Teraz przeczytałem na autokult.pl (należy do wp) tekst sprzed kilku lat o najpopularniejszych autach taksówkarzy. Pomijam, że pisanie takiego zestawienia, gdy na omówienie każdego auta poświęca się kilka linijek, to jakiś żart. Otóż pan "redaktor" twierdzi, że, uwaga: "Na początku lat 90. w Polsce Mercedesy W124 zastąpiły wysłużone Polonezy, Fiaty 125 oraz swojego poprzednika, słynną "beczkę".
Co prawda na początku lat 90-tych nie było mnie jeszcze na świecie, ale mam przeczucie graniczące z pewnością, że mało kogo było wtedy stać na w124 z salonu. A Polonezy i Fiat 125 pamiętam jeszcze z wczesnego dzieciństwa jak w ilościach hurtowych jeździły po drogach (szczególnie Polonezy). Z wiosek to te auta zniknęły chyba dopiero po 2004 roku, jak ludzie masowo zaczęli ściągać z Niemiec golfy i astry. Ale co ja tam wiem.
I takich perełek jest wszędzie pełno, nieważne czy czytam o autach, polityce czy o jakichś wydarzeniach z przeszłości. Dramat. Niestety w dobie internetu każdy gamoń może publikować swoje wypociny i uważać się za dziennikarza.

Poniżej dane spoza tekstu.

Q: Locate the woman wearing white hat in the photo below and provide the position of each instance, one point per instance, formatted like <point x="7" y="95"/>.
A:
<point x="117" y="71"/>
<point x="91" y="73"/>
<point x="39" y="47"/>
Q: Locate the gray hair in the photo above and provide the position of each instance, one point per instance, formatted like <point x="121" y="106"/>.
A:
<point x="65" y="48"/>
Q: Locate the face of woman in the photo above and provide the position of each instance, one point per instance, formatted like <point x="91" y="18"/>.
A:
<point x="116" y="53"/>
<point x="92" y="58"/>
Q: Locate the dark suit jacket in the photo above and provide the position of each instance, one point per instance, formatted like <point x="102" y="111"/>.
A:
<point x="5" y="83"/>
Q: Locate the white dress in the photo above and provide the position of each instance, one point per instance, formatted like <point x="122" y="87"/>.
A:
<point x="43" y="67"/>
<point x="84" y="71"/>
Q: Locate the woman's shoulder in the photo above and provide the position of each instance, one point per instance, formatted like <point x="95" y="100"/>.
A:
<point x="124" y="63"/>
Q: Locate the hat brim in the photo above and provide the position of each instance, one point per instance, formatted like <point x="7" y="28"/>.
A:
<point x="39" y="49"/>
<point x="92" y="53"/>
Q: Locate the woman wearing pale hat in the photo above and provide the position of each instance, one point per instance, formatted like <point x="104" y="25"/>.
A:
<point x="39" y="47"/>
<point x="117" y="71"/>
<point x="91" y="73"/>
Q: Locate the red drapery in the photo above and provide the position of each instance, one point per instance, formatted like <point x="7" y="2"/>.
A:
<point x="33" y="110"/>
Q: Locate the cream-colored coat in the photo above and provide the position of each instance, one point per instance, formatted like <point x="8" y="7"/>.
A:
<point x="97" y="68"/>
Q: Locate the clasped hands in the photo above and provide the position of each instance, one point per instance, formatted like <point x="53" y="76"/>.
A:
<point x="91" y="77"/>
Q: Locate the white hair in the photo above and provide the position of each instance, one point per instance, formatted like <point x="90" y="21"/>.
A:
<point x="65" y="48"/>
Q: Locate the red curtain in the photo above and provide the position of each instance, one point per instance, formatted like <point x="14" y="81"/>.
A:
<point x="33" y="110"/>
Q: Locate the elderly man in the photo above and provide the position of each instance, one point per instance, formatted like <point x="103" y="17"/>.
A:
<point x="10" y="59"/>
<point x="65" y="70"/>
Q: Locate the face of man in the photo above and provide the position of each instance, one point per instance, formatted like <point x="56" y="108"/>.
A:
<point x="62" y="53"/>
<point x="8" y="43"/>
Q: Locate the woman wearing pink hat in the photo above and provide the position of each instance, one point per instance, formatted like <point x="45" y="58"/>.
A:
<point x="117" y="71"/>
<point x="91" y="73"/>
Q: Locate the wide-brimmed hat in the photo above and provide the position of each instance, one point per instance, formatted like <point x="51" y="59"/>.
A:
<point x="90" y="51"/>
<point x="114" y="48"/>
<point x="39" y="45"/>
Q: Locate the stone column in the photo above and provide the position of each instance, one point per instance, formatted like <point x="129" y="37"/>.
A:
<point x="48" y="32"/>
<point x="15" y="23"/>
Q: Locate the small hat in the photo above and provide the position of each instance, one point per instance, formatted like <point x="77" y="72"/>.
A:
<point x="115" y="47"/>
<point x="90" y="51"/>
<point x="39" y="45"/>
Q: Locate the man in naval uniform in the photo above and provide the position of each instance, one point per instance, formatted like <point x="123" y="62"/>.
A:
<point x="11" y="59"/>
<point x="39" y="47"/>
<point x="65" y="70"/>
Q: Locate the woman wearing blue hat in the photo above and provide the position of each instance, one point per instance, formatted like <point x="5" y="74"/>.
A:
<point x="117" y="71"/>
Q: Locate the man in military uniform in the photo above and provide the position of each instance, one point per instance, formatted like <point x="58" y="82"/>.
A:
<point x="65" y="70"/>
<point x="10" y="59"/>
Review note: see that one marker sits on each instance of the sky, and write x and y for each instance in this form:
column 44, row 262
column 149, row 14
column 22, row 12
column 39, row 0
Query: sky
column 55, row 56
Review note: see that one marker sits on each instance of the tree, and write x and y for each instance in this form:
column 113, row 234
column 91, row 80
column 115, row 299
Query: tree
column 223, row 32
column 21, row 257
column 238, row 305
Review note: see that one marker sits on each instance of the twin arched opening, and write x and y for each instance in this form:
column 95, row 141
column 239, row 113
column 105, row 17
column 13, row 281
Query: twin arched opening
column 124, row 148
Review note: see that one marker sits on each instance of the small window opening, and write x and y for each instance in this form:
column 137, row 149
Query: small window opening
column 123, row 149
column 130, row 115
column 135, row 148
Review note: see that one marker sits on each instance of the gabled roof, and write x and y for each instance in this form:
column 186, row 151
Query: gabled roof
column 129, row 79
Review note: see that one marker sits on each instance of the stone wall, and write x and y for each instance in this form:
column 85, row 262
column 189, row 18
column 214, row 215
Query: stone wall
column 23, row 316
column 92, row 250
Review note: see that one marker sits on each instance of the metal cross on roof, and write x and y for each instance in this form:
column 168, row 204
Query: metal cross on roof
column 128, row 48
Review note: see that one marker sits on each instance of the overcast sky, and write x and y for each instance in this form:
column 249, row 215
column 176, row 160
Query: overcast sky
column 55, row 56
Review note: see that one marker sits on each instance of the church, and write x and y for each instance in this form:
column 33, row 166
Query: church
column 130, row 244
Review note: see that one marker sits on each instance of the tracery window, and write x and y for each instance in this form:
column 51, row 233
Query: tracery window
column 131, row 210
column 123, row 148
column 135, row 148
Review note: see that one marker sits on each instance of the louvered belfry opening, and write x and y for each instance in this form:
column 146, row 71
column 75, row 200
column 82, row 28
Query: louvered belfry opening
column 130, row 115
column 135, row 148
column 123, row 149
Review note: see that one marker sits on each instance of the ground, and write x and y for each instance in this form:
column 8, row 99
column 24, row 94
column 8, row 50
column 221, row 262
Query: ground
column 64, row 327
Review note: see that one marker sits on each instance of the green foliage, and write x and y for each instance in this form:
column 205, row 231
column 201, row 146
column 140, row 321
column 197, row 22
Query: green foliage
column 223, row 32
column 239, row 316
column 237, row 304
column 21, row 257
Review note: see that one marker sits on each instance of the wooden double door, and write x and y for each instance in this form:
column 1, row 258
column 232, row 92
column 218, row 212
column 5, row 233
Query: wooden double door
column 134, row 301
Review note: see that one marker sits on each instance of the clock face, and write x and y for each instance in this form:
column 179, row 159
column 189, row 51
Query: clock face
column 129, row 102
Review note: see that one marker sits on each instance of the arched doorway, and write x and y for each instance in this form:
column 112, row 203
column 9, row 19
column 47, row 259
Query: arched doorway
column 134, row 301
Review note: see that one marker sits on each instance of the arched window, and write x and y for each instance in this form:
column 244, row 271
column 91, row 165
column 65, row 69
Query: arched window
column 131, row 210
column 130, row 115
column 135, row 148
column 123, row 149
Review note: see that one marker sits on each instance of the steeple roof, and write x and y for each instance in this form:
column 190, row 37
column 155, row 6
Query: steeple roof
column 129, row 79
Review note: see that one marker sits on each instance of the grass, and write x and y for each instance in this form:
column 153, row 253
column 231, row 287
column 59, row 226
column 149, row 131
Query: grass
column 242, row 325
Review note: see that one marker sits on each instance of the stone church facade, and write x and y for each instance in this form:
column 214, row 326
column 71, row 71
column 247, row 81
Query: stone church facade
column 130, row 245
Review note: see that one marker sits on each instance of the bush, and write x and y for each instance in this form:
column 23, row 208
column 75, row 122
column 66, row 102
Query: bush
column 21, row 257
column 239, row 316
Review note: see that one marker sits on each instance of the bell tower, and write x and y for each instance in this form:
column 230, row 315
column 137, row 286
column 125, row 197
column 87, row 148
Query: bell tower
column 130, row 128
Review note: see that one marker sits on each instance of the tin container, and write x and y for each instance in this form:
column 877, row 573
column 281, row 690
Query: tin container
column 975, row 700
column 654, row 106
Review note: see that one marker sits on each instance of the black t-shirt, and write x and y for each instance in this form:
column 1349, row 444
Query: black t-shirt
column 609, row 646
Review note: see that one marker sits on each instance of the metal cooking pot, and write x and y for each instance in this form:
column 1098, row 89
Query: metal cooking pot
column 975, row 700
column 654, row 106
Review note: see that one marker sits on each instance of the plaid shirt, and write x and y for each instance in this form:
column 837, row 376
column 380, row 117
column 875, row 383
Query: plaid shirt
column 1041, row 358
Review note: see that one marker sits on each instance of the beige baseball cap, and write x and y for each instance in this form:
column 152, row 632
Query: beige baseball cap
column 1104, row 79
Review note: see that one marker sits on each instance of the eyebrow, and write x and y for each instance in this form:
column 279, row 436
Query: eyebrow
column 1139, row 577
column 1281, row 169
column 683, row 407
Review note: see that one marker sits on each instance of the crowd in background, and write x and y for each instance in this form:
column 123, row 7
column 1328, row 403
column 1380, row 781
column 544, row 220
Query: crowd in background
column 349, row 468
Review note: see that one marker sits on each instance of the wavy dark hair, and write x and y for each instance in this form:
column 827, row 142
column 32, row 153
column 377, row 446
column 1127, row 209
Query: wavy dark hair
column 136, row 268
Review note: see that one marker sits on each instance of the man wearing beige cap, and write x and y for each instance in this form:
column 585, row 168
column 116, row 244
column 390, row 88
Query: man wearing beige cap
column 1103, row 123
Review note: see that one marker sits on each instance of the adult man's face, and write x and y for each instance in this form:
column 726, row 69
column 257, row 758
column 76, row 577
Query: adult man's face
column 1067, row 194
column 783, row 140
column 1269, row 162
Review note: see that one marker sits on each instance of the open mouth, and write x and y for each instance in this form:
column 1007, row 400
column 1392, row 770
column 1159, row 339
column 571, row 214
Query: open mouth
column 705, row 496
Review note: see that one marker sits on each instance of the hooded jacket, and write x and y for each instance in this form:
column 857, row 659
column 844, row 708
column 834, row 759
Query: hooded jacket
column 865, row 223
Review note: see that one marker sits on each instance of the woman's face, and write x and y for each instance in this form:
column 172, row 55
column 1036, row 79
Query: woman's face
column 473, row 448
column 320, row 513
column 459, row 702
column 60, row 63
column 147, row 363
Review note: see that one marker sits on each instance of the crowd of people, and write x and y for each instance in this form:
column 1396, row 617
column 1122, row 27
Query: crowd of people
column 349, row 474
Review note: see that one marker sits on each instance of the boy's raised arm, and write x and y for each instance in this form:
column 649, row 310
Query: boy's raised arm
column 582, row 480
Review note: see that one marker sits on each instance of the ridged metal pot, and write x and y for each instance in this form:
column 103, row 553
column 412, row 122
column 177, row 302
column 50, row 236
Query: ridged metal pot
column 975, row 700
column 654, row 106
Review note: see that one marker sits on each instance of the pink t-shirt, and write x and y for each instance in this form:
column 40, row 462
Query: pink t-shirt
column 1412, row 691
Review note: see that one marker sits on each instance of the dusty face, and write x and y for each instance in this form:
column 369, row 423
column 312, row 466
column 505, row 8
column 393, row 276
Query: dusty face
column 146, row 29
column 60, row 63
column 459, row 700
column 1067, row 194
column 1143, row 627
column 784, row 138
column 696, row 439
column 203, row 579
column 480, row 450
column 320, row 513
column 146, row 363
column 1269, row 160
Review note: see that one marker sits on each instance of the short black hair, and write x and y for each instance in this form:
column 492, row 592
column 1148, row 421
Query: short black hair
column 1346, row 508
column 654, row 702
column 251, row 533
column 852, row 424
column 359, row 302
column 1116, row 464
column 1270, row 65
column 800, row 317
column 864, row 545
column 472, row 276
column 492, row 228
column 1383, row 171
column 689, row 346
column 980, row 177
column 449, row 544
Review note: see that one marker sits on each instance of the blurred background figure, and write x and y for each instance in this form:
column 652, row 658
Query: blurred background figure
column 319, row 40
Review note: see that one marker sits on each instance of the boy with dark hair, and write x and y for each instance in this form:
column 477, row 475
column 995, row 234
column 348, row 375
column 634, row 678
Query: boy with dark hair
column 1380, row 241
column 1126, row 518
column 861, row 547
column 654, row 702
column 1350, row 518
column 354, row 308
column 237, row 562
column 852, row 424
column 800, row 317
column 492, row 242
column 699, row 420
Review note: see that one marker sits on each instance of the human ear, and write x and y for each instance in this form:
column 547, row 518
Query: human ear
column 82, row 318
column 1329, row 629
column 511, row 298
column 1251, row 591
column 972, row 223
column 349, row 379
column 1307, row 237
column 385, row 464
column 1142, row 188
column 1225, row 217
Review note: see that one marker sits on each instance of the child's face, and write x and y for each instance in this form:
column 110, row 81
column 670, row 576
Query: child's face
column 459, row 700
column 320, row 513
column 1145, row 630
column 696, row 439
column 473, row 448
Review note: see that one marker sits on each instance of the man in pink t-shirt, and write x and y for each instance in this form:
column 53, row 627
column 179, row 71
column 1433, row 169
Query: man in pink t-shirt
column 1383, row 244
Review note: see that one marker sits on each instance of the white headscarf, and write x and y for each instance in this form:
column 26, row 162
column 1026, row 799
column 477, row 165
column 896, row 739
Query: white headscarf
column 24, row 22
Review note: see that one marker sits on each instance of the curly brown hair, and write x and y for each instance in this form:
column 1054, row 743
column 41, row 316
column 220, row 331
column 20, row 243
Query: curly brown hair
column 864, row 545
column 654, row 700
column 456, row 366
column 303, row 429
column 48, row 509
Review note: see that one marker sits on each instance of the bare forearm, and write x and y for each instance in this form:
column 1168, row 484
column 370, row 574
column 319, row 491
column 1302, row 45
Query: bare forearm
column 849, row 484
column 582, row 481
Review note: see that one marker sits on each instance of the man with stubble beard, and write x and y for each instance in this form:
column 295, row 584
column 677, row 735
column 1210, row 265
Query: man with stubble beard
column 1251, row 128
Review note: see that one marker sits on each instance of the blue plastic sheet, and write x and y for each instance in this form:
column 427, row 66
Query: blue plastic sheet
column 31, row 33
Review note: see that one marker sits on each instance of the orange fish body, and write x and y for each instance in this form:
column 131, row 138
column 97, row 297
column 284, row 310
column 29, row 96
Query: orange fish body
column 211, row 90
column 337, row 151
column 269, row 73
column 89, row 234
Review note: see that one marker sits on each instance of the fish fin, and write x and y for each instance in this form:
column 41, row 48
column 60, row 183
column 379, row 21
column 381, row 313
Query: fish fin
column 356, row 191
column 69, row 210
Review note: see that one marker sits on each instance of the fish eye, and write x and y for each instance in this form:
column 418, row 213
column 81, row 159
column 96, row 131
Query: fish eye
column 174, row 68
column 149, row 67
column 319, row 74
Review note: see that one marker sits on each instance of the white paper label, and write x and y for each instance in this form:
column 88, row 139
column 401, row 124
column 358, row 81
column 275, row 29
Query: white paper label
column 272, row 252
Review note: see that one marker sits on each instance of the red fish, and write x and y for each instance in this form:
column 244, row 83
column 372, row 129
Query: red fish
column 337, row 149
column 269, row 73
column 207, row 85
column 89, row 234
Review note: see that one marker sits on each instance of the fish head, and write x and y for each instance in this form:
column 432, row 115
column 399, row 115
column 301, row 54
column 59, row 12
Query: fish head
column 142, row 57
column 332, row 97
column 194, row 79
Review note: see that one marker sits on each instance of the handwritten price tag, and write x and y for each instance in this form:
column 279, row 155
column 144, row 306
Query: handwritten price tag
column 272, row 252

https://autokult.pl/13156,zlotowy-czyli-najpopularniejsze-auta-taksowkarzy,all
#zalesie #gorzkiezale #motoryzacja
  • 2
@mattheo1994: popieram #!$%@?.
Czasem mi się zdarzy zajrzeć na Onet żeby zobaczyć czy coś się działo ostatnio w kraju i raz na miesiąc zajrzę do innych artykułów jak tytuł będzie ciekawy. Ich poziom merytoryczny jest zwykle żenująco niski, literówki i błędy składniowe są na porządku dziennym (może Ukraińcy to piszą bo taniej?). Dodatkowo bardzo często każdy kolejny akapit jest o tym samym ale innymi słowami, żeby tylko objętościowo było więcej.